The Greens, partners in crime for a five-year decline in NZ education, health and transport services while raising the cost of living, are pinning this year’s election hopes on the introduction of a wealth tax. Spending money like there’s no tomorrow means New Zealand is drowning in debt so why not drag productive business people down too, or at least give them another reason to move offshore?

Chloe Swarbrick appeared on Newshub Nation with David Seymour to discuss the Greens’ wealth tax, an unfulfilled Green policy from the last election.
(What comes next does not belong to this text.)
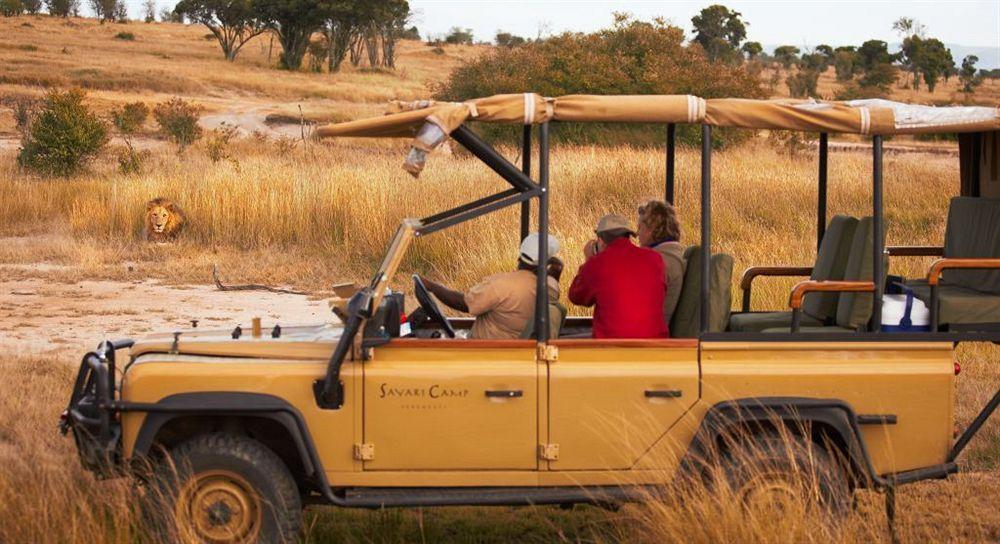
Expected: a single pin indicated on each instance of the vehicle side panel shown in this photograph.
(426, 406)
(911, 381)
(609, 403)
Swarbrick hasn’t learned that it takes more than a winning smile and a pretty face to succeed in politics.

Seymour was stoically indifferent to Swarbrick’s hyper-excitement about the prospect of using the wealth tax to end poverty, an argument too close for comfort to Ardern’s failed campaign on ending child poverty.
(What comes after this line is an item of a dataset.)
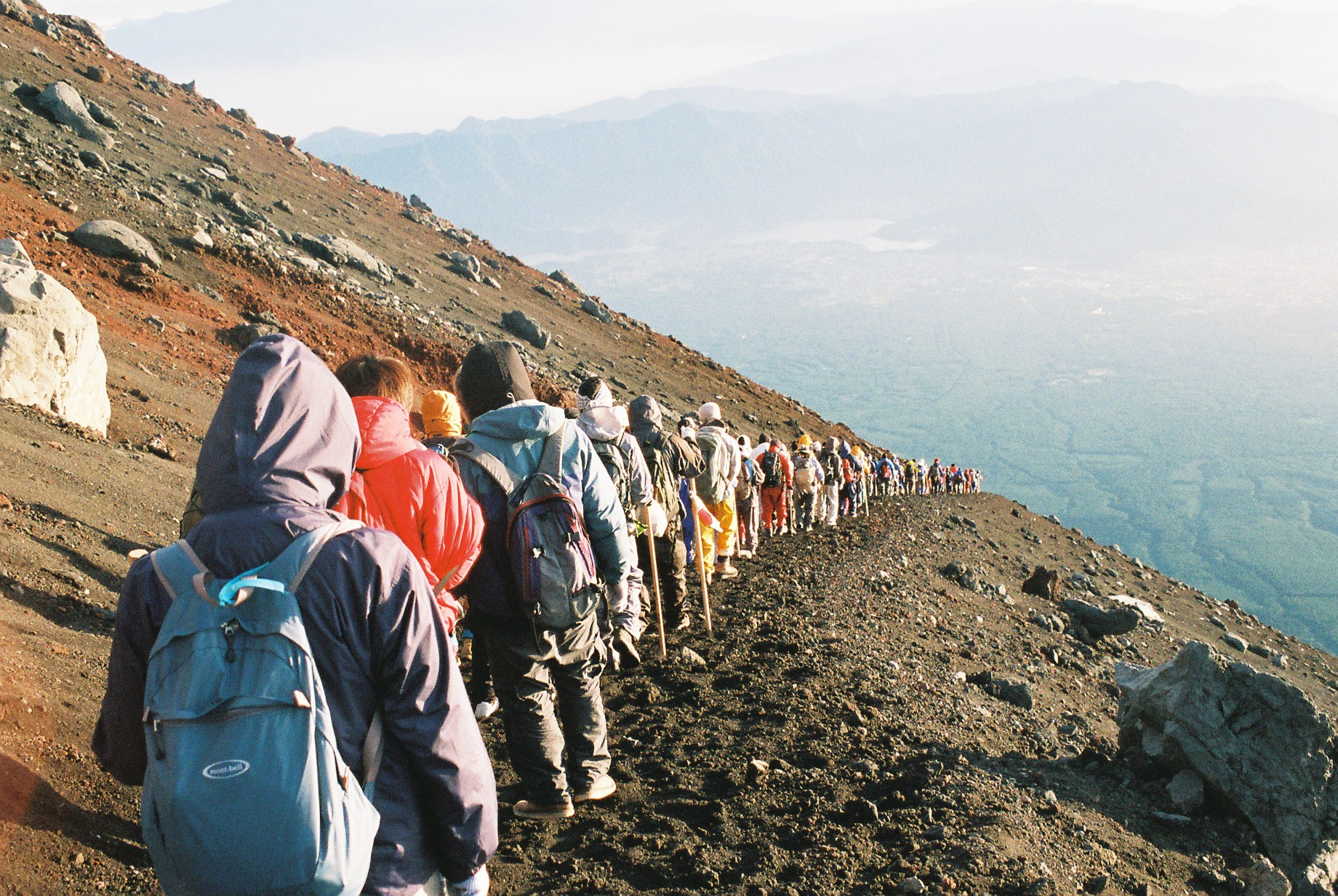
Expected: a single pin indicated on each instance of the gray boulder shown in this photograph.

What could possibly go wrong with the government commissioning the IRD to produce a report claiming that high-wealth New Zealanders are under-taxed? Huddled in the Beehive over gloomy cash flow forecasts you can imagine them seizing on the wealth tax as an opportunity to snatch more money from the tiny percentage of our population who know how to make it.

The April 2023 IRD report says 311 high-earning New Zealanders pay tax at an average rate of around 9% while middle-income New Zealanders pay at an average rate of around 20%.
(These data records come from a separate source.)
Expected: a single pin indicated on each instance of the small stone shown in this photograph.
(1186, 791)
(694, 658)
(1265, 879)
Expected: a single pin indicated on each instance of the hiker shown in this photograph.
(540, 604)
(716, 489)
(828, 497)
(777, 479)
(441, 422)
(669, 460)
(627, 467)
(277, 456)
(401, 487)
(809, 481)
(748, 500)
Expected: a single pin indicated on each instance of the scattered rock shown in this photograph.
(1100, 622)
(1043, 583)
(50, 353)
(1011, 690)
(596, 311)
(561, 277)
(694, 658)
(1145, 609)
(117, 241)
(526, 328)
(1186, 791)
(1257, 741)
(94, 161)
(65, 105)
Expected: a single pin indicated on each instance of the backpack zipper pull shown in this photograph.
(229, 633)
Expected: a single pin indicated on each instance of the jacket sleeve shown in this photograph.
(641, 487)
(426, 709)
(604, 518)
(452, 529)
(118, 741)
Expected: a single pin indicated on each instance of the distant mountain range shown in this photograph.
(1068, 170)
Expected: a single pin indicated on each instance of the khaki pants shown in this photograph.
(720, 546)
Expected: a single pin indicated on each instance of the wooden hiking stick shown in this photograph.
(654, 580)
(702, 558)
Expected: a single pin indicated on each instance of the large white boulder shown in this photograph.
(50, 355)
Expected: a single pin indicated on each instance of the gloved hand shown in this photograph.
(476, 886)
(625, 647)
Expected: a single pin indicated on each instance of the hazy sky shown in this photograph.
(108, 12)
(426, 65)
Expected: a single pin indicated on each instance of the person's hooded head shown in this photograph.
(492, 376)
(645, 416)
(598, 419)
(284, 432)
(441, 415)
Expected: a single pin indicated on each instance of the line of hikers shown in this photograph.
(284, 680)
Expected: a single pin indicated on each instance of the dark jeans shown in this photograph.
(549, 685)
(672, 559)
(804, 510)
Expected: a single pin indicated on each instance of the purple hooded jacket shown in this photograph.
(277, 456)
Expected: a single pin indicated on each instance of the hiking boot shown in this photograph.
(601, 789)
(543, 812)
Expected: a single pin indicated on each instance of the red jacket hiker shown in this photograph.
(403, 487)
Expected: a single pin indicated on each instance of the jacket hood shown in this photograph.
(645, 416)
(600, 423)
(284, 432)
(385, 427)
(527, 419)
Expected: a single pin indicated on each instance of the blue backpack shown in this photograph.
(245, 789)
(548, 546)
The report drew on tax administration data, public records, and specifically-collected survey data from over 300 families with an average net worth of $276 million, between the years 2015 and 2021. Revenue Minister David Parker said the study found high-wealth individuals collected roughly 80% of their income from capital gains.

Coming up with the cash to pay tax on unrealised capital gains is problematic. Seymour recounted a previous conversation with a Green Party member who suggested a property owner accruing unrealised capital gains could always take out a reverse mortgage to pay the wealth tax.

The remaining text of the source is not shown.